Malkoç konuşmasını şöyle sürdürdü: “Cumhuriyetimizin 100. Yıl dönümünü kutladık. Ayrıca Kuzey Kıbrıs Türk Cumhuriyetimiz var. Yeniden Türk Devletleri Teşkilatı kuruldu. Daha da güçleneceğiz, kuvvetleneceğiz. Ama Kıbrıs Türk Cumhuriyetinin kurulması için neler çekildi. Gazilerimiz burada Allah onlardan razı olsun. Gazilerimizin kanlarıyla kuruldu. Rum kesimi, Avrupa Birliği, Amerika’sı hak, hukuk dinlemiyor zaten. Bizim milletimizin bir özelliği var. Bize ilkokuldan beri şunu öğrettiler; hak haklının en mukaddes malıdır. Vermezlerse alacaksın tamam mı diye öğrettiler biz de Kıbrıs’ta hakkımızı aldık. Bağımsız Kıbrıs Türk Devletini en kısa zamanda dünyaya tanıtmış oluruz. Türkiye’nin ikinci yüzyılına giriyoruz. Türkiye yüzyılının birçok güzellikleri olacak ama Türkiye yüzyılı, Cumhuriyetimizin ikinci yüzyılı elbette refah, huzur içerisinde ileri teknolojileriyle en iyi hizmetleriyle olacak. Ama Cumhuriyetimizin ikinci yüzyılının temelini insan hakları, hukukun üstünlüğü ve adalet oluşturacak. Bunu da hep beraber sağlayacağız.”

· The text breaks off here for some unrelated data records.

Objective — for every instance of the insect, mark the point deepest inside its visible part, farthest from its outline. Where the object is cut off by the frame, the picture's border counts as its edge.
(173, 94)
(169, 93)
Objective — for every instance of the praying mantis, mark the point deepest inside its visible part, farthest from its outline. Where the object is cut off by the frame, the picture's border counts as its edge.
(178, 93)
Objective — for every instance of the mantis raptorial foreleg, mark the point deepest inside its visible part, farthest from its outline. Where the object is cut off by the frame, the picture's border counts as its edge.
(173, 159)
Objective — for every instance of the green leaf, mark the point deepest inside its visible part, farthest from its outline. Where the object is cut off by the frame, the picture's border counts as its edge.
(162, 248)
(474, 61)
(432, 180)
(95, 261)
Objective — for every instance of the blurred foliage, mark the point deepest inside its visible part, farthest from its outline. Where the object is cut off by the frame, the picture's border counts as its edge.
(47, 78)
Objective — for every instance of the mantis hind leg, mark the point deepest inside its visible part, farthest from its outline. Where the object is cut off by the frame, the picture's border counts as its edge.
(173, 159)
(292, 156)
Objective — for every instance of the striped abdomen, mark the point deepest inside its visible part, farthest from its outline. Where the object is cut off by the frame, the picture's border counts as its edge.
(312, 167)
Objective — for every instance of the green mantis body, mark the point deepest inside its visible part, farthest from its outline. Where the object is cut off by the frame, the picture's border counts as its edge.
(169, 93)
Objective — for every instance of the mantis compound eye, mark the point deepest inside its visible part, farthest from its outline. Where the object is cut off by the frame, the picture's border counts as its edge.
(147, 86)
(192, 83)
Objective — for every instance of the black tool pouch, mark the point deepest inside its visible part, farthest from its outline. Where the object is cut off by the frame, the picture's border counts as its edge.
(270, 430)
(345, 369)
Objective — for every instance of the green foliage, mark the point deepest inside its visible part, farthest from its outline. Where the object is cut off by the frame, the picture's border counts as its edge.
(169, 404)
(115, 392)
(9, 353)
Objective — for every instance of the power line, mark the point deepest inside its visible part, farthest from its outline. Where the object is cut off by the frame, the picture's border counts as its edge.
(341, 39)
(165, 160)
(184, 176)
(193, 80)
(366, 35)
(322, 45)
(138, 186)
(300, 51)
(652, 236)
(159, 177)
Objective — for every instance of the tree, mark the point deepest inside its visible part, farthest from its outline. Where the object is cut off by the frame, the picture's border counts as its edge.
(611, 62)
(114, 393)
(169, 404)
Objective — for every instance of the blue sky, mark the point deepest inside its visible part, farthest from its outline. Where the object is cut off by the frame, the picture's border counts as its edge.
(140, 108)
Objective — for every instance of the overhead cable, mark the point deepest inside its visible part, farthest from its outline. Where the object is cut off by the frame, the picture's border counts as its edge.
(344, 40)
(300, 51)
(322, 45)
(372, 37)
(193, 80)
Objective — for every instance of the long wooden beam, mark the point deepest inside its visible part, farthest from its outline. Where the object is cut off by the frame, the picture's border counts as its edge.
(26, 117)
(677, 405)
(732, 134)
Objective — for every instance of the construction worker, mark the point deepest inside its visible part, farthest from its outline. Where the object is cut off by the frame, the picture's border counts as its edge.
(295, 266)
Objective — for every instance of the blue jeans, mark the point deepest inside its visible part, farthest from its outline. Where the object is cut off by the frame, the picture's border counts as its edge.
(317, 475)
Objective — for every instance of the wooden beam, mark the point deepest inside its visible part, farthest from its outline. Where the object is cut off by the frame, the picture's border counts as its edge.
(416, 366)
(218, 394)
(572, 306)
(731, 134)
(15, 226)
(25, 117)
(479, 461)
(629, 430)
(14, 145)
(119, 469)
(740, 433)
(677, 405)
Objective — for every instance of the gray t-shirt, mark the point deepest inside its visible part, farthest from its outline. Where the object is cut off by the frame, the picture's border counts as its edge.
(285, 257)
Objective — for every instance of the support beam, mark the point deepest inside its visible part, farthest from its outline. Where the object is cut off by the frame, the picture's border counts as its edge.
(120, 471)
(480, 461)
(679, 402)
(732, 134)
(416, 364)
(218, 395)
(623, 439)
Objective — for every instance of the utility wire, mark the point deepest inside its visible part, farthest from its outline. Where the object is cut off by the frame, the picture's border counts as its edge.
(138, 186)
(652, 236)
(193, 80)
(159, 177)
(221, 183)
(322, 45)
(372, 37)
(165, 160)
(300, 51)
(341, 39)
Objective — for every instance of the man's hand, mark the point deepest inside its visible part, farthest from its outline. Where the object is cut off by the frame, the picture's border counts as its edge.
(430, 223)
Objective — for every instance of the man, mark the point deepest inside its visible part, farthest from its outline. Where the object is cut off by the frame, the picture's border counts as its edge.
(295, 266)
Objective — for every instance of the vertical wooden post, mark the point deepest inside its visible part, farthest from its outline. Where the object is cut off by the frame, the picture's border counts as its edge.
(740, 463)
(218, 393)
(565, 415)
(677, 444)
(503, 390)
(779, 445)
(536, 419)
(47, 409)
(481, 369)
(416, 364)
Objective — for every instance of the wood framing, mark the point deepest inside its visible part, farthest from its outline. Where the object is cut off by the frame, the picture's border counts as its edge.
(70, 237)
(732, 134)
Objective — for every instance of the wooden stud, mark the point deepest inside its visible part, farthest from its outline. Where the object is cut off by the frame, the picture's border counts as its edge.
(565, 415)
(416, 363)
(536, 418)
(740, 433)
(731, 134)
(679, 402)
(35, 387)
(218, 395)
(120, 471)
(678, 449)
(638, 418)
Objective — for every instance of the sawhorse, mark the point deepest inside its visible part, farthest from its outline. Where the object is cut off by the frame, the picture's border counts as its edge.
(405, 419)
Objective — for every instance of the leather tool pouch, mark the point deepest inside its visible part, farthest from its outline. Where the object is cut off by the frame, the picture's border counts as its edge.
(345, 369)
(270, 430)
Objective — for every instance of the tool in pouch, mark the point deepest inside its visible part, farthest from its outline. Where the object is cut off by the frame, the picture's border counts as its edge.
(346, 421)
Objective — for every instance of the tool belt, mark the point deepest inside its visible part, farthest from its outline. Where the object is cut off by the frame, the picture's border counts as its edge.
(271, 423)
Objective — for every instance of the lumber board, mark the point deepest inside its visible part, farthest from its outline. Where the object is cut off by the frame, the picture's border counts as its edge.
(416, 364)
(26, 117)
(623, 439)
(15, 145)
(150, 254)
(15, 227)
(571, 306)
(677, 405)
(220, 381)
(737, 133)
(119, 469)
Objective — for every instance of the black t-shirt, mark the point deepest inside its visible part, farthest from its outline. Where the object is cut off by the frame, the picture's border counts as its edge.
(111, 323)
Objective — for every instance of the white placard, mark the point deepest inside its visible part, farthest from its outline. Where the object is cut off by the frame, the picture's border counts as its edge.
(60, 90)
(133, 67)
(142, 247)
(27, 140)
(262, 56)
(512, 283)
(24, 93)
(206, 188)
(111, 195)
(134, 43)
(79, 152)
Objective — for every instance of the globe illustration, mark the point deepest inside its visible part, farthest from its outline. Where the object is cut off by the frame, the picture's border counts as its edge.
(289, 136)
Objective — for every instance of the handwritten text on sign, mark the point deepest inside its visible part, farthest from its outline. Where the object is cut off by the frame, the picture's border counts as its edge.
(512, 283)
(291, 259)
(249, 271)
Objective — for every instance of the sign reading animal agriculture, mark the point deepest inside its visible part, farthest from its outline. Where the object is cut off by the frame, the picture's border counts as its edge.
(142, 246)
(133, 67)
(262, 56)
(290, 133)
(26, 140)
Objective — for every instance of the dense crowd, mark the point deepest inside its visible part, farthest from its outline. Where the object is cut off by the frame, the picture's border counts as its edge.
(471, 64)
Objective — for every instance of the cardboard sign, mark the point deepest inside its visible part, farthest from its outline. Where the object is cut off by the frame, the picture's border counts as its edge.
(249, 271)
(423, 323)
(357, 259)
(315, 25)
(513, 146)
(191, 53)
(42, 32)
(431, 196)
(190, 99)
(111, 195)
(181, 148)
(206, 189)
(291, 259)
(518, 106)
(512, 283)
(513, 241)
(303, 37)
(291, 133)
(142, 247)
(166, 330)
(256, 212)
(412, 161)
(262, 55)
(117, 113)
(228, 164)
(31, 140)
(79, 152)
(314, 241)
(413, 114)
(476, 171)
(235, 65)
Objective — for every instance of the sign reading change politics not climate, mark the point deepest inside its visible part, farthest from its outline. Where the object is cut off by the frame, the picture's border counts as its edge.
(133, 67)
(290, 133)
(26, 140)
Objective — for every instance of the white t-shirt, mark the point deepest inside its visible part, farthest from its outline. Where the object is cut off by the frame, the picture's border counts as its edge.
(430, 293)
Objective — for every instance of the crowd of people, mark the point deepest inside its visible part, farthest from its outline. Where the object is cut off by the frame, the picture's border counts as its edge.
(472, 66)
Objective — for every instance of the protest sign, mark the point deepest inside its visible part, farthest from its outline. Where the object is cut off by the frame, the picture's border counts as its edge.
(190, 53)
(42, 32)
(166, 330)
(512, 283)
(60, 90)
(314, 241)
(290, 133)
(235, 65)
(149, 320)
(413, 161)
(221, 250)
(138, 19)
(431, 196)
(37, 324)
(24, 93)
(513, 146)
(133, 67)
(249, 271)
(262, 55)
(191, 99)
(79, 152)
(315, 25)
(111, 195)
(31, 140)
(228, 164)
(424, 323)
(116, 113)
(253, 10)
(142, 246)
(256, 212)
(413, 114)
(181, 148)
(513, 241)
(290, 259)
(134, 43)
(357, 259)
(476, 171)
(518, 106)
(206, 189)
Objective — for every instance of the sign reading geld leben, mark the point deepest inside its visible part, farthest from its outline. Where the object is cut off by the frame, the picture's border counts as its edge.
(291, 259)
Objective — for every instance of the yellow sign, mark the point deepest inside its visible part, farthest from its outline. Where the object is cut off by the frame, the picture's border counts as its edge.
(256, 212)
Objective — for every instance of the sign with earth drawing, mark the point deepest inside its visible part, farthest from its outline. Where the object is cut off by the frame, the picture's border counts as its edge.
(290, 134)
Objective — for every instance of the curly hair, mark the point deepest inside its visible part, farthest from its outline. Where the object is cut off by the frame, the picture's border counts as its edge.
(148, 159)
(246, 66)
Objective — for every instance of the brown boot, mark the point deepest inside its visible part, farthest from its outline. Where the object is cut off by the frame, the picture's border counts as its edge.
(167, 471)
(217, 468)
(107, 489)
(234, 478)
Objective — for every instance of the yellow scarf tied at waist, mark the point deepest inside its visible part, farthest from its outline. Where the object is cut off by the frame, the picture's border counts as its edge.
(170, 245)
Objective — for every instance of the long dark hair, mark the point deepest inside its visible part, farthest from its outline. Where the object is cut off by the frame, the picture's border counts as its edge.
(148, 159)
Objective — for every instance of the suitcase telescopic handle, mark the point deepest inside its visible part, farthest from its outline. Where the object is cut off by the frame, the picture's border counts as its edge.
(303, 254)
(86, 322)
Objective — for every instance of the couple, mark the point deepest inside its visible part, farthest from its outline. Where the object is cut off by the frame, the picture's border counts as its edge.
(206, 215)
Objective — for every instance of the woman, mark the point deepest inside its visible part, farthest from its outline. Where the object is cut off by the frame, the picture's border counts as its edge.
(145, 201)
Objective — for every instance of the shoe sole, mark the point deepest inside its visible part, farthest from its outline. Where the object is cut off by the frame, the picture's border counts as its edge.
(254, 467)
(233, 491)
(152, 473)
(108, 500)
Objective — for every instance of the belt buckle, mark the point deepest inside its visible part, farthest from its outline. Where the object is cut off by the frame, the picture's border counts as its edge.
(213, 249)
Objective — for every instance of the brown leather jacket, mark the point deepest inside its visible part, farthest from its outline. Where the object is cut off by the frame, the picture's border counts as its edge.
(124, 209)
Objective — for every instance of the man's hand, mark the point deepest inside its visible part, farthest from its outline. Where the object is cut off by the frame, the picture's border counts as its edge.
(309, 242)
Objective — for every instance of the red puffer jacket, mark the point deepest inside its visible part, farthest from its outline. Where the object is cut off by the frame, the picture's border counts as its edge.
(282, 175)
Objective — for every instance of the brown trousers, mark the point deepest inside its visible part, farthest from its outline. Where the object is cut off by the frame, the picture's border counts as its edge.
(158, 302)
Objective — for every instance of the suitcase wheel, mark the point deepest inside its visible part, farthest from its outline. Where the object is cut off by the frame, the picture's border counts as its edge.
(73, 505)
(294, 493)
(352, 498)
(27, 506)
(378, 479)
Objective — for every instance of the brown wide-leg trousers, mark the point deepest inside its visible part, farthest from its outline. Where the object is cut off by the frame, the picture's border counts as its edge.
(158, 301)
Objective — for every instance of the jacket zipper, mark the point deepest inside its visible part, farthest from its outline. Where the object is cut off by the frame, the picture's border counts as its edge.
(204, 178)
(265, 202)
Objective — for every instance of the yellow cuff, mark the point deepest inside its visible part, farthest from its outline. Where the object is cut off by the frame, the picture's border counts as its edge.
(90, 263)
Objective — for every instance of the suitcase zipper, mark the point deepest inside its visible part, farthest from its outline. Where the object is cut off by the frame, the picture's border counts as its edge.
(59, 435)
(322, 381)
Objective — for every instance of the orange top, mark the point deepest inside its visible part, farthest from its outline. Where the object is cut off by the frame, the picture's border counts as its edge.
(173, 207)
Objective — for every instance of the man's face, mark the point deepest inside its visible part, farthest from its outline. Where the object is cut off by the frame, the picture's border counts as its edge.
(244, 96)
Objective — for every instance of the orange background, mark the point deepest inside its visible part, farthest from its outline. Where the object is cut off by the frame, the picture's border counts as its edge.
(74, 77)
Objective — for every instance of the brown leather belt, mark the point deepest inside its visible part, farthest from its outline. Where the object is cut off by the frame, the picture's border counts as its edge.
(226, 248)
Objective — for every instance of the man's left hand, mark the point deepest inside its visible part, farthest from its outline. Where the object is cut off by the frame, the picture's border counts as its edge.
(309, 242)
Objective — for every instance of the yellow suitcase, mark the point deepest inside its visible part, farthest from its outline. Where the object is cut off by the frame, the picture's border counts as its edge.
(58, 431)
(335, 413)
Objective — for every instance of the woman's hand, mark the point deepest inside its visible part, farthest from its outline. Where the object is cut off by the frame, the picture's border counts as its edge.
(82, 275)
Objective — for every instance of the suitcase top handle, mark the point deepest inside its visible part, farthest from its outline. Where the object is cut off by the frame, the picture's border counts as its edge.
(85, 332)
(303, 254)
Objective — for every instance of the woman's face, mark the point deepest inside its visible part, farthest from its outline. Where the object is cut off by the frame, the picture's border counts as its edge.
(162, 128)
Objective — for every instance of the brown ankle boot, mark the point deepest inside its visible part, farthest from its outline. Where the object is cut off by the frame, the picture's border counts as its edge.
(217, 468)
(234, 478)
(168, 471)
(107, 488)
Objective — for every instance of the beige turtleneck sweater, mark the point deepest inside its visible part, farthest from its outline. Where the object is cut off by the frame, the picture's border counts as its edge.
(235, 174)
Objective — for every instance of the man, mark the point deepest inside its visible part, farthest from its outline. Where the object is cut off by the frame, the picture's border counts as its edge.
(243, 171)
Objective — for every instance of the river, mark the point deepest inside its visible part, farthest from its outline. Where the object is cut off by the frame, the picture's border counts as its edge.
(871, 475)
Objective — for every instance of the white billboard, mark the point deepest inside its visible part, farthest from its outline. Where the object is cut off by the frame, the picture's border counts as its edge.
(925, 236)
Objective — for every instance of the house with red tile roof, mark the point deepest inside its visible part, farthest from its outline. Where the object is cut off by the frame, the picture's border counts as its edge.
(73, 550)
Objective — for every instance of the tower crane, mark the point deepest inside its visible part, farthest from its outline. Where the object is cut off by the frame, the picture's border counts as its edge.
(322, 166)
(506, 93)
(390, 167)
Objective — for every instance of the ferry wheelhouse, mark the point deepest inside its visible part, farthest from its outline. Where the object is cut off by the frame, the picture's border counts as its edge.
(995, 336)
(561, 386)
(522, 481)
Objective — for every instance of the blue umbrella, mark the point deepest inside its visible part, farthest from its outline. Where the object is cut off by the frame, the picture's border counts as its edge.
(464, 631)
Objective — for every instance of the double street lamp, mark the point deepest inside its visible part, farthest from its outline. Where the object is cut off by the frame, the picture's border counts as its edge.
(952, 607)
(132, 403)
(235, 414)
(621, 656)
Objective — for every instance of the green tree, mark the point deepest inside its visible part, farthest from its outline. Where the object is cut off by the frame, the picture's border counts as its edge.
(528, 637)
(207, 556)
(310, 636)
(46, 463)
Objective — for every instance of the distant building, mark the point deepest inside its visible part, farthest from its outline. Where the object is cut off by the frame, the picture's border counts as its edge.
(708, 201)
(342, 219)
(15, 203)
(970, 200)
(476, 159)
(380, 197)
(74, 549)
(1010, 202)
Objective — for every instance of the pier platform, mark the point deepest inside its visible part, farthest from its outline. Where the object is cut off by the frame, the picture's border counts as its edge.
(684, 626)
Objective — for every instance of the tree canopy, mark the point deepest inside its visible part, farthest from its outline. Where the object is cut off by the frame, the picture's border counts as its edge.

BOLU VALİSİ KILIÇ: KDK, SORUNLARIN ÇÖZÜMÜNE IŞIK TUTUYOR

Programda konuşan Bolu Valisi Erkan Kılıç ise Bolu olarak çok anlı ve güzel bir gün yaşadıklarını dile getirerek, “Kuzey Kıbrıs Cumhurbaşkanımız ve Kamu Başdenetçimizi ilimizde ağırlamaktan onur duyuyoruz. Bolu’nun Kıbrıs’la ilgili olarak önemli bir bağlantısı var. Kıbrıs Harekâtının Bolu’da bulunan Komando tugayımız çok önemli bir görev üstlenmiş buradan Kıbrıs Harekâtına katılarak orada çok önemli görevler icra etmiş, şehitler vermiş gaziler vermiş.” Dedi. Ombudsmanlık Kurumunun önemli bir kurum olduğunun altını çizen Vali Erkan Kılıç, “İdarenin eylem ve işlemlerinin denetlenmesi demokrasinin, insan haklarının olmazsa olmazıdır. Keyfi yönetimden denetlenebilir ve kontrol edilebilir yönetim yönetimin temel prensiplerindendir. Dolayısıyla idarenin almış olduğu kararların denetlenmesi, iş ve işlemlerinin kontrol edilmesi son derece önemlidir. Vatandaşlar yargıya başvurabilecekleri gibi bunun yanında Ombudsmanlık Kurumu aracılığıyla çok kolay bir şekilde kamunun iş ve işlemlerindeki eksiklikler veya kötü yönetimden kaynaklanan durumlarda yargıya başvurmadan önce çok önemli bir başvuru yolu olarak Kamu Denetçiliği Kurumuna çok basit bir şekilde şikâyetlerini aktarabilmekte ve bu sorunları dostane bir şekilde çözülme imkânı Anayasamızda ve mevzuatımızda yerleşmiş.” dedi.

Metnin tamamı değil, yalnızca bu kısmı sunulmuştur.